A Presentation by Rie Masuda, MPH, PhD candidate
with Paul Lanier, PhD, as a host and moderator
Thursday, February 20, 2020
12 pm–1:30 pm, Room 300, UNC School of Social Work | Directions
Lunch will be provided. Bring your own drink.
Ensuring universal early childhood education is an important but undeveloped policy issue both in Japan and the US. The effectiveness of early childhood education has been conventionally evaluated based on the development of cognitive and socioemotional skills. However, the effects of pre-primary education on child health is an understudied research topic. A few prior studies, such as the Carolina Abecedarian Project, have addressed long-term health consequences of preschool student and suggest that attending intensive pre-primary education programs decreased lifestyle-related diseases for decades after the intervention. This presentation of findings from a rigorous quasi-experimental study focuses on short-term and disease-specific effects of pre-primary education using child severe asthma as an outcome. Despite dissimilar educational systems between the US and Japan, results suggest early childhood education may decrease child severe asthma.
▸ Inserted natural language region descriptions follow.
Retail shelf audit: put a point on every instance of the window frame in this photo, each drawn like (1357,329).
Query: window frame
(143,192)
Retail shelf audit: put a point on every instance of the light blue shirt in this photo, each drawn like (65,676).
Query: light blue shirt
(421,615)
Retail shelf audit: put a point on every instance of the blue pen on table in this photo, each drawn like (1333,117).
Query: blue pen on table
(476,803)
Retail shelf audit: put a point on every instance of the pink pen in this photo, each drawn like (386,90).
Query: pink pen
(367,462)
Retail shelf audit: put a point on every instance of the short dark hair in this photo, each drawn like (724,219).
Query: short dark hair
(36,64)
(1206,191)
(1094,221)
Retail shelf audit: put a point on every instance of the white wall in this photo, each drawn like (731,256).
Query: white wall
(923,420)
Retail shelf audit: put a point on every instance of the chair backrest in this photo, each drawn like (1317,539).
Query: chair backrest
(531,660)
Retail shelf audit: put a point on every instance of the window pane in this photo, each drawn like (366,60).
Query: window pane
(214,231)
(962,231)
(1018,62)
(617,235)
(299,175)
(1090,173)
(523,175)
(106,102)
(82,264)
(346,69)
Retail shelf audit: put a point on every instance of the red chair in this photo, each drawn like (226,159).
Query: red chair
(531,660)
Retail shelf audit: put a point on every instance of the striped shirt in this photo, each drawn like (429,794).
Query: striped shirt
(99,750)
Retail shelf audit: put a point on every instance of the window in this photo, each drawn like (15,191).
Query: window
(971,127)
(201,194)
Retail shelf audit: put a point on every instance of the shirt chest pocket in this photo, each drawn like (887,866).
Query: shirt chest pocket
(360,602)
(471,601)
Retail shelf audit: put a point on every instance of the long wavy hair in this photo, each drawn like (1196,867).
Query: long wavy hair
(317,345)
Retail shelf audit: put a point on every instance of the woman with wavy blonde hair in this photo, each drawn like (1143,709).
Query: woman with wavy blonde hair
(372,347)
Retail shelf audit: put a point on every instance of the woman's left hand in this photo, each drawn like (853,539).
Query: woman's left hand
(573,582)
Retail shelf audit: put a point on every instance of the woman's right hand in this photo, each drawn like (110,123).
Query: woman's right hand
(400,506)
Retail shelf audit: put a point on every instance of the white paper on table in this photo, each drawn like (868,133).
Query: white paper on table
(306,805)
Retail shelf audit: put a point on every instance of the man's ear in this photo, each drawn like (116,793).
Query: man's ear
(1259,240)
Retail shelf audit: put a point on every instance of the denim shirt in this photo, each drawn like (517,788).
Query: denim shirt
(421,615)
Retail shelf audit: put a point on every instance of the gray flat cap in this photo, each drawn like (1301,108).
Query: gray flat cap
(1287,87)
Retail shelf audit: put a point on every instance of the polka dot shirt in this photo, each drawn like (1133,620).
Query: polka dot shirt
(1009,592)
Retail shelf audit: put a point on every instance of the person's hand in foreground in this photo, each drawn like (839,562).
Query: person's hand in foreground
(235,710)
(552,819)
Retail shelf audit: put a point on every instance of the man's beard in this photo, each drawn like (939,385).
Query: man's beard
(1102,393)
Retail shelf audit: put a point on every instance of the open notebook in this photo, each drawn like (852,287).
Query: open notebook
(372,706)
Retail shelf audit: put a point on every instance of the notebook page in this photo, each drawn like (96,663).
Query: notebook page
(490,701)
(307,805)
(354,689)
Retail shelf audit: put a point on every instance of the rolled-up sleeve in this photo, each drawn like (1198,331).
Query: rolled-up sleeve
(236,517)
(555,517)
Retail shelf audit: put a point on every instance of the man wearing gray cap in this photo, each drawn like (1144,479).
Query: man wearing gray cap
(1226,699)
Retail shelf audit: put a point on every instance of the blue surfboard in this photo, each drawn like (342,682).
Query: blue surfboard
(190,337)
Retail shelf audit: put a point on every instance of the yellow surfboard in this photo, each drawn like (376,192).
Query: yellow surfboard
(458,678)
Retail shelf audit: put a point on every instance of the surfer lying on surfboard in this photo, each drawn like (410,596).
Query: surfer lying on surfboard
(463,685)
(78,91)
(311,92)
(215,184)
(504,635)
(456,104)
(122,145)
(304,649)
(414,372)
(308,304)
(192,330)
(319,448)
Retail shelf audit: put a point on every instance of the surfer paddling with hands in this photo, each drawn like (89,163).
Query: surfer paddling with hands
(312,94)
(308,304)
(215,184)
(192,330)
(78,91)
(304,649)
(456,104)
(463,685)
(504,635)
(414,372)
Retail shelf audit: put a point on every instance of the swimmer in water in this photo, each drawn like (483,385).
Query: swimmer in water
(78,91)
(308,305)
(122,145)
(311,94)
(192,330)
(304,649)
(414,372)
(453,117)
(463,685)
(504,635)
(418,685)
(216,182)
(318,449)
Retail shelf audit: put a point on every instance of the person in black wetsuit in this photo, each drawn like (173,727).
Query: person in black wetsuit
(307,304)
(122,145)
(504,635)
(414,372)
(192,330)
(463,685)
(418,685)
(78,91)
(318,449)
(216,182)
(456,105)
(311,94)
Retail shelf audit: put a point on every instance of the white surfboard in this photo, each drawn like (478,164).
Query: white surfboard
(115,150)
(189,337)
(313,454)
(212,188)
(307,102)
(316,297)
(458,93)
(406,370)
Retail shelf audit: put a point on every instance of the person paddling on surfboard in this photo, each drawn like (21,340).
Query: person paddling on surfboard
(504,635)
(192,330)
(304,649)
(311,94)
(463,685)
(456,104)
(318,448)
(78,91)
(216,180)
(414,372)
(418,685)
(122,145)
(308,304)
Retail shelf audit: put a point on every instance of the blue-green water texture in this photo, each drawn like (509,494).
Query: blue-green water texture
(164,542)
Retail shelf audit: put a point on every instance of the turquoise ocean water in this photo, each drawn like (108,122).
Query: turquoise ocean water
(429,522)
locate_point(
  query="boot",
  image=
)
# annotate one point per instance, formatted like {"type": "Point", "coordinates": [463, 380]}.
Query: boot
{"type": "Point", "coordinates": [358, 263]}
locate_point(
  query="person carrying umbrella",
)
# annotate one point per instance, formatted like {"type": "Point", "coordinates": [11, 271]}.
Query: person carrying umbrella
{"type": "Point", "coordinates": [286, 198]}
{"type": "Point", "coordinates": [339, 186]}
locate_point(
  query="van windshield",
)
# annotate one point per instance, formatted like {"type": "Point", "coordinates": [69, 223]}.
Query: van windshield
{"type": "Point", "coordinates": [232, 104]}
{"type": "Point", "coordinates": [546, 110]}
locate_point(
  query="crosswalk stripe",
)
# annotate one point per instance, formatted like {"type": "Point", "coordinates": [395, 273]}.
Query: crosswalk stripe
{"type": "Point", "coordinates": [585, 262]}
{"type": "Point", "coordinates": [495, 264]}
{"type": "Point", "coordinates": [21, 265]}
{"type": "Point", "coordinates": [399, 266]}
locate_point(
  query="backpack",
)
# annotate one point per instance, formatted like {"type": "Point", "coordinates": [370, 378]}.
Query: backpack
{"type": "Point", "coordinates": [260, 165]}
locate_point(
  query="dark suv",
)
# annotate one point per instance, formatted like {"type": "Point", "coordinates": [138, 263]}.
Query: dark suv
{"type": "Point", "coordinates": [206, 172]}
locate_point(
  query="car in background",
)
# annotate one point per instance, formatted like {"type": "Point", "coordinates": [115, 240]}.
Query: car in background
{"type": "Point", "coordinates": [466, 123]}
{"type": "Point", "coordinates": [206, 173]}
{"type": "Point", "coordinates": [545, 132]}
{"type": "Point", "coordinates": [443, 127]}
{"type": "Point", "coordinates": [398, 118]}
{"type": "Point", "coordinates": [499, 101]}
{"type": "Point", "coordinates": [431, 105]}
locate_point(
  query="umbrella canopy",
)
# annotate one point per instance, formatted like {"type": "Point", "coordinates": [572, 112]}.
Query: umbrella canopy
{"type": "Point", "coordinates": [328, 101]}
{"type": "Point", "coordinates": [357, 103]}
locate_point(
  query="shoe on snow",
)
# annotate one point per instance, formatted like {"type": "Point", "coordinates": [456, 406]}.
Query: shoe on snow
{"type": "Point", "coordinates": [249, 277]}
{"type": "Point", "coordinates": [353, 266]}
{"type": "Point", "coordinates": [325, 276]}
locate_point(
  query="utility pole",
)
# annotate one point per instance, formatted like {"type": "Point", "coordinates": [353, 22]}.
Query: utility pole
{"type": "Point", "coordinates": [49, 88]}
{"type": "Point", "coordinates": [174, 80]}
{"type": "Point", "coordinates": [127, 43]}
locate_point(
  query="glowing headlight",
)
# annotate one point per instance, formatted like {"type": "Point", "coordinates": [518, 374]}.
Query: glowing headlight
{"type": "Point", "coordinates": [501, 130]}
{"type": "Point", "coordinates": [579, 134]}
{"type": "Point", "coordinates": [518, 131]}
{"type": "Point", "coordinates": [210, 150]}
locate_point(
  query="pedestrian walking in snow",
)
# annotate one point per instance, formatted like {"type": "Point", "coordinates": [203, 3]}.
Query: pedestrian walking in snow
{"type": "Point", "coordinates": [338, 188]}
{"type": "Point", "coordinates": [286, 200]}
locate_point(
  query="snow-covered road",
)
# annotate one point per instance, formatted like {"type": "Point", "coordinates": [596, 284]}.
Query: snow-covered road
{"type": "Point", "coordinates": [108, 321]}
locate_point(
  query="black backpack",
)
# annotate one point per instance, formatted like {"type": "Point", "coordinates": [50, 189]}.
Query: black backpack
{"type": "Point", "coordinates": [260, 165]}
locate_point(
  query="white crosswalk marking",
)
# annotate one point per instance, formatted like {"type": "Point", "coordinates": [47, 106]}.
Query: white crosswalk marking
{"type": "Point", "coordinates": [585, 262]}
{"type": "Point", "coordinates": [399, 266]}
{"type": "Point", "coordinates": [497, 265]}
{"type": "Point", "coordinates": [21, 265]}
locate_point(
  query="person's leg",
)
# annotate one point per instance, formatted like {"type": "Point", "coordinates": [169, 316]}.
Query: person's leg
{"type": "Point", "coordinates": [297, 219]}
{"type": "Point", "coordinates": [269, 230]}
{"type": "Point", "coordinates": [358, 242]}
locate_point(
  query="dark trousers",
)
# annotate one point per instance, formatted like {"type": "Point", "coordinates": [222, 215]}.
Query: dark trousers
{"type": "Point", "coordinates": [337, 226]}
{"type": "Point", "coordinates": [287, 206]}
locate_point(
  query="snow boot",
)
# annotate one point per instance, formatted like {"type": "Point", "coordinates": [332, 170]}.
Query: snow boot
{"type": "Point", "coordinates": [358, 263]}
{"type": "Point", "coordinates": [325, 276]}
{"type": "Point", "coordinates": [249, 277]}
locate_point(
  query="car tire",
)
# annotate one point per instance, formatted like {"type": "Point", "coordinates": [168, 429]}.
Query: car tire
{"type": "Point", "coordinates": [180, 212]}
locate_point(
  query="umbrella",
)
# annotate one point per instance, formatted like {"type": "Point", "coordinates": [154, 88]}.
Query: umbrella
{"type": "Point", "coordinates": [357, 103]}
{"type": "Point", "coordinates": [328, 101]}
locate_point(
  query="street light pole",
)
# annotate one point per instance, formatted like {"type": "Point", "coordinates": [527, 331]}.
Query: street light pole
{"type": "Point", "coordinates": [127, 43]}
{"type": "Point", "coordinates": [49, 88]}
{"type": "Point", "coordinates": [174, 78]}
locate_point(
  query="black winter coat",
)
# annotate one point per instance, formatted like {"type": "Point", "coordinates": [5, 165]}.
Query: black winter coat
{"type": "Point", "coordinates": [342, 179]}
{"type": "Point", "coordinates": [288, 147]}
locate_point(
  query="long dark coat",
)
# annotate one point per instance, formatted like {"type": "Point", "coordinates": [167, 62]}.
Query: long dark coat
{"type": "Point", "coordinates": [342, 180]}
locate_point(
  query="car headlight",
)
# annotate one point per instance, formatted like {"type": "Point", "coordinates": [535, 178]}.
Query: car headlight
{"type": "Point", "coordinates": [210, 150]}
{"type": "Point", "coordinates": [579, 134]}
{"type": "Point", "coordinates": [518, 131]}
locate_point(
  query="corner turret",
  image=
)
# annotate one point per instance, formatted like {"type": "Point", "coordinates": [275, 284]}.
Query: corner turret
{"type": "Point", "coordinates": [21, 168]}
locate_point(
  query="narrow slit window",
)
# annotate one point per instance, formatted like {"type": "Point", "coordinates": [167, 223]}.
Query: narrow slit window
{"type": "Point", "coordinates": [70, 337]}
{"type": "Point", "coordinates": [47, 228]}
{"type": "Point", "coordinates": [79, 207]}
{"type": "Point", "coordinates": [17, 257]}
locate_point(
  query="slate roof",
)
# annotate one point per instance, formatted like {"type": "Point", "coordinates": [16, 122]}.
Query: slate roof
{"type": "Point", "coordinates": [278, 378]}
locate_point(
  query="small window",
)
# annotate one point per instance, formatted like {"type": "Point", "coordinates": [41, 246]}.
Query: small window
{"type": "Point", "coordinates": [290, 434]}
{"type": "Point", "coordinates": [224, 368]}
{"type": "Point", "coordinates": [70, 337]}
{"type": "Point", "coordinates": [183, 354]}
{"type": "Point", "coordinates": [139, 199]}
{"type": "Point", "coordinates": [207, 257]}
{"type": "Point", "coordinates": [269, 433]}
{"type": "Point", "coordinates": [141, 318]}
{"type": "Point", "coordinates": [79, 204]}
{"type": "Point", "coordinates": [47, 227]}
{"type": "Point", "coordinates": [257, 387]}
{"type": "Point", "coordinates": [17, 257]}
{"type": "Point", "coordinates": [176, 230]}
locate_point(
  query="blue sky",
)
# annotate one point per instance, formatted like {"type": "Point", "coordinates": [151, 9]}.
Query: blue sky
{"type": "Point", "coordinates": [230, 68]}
Rie Masuda is a PhD candidate from the University of Tokyo and prior visiting scholar at the University of North Carolina at Chapel Hill (2017-2018). She had been a Public Health Nurse at Shinjuku City, Tokyo, and served in the field of maternal & child health, and mental health. She was a member of a child abuse prevention team that identified and provided supportive services to high-risk families. Now she focuses on child health and child maltreatment as a doctoral candidate.